Vor 72 Jahren wurde Elizabeth II Königin. Im September 2022 bestieg ihr Sohn Charles den Thron.
Vor 72 Jahren wurde Elizabeth II. Königin. Im September 2022 bestieg ihr Sohn Charles den Thron.
AFP/POOL/LEON NEAL

Andrew Gimson ist Autor einer soeben aktualisierten Ausgabe des Buches "Kings and Queens" (Verlag Square Peg) und Kolumnist für "Conservative Home". Im STANDARD-Interview spricht er darüber, was mit König Charles anders geworden ist und wie es den beiden Problemprinzen geht.

STANDARD: Wie haben Sie am Montag die Nachricht von König Charles' Krebserkrankung aufgenommen?

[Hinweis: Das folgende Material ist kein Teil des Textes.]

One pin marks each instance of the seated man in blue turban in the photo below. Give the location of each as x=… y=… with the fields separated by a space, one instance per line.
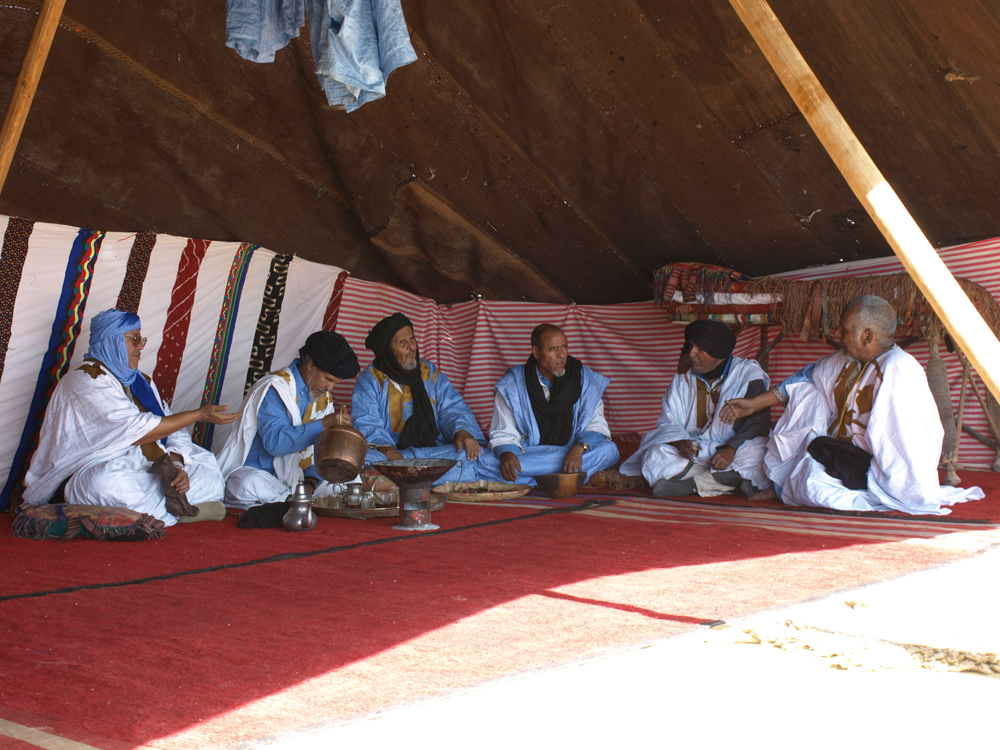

Gimson: Ich teile die große Sympathie der Bevölkerung. In gewisser Weise bringt ihn die Krankheit den Leuten näher, weil fast jede Familie schon einmal mit Krebs zu tun hatte. Hinzu kommt seine würdige und gleichzeitig frohgemute Art, mit der Nachricht umzugehen.

Video: Britischer König Charles III. ist an Krebs erkrankt.
AFP

STANDARD: Die Art und Weise, wie der Buckingham-Palast die Sache mitgeteilt hat, wäre früher undenkbar gewesen.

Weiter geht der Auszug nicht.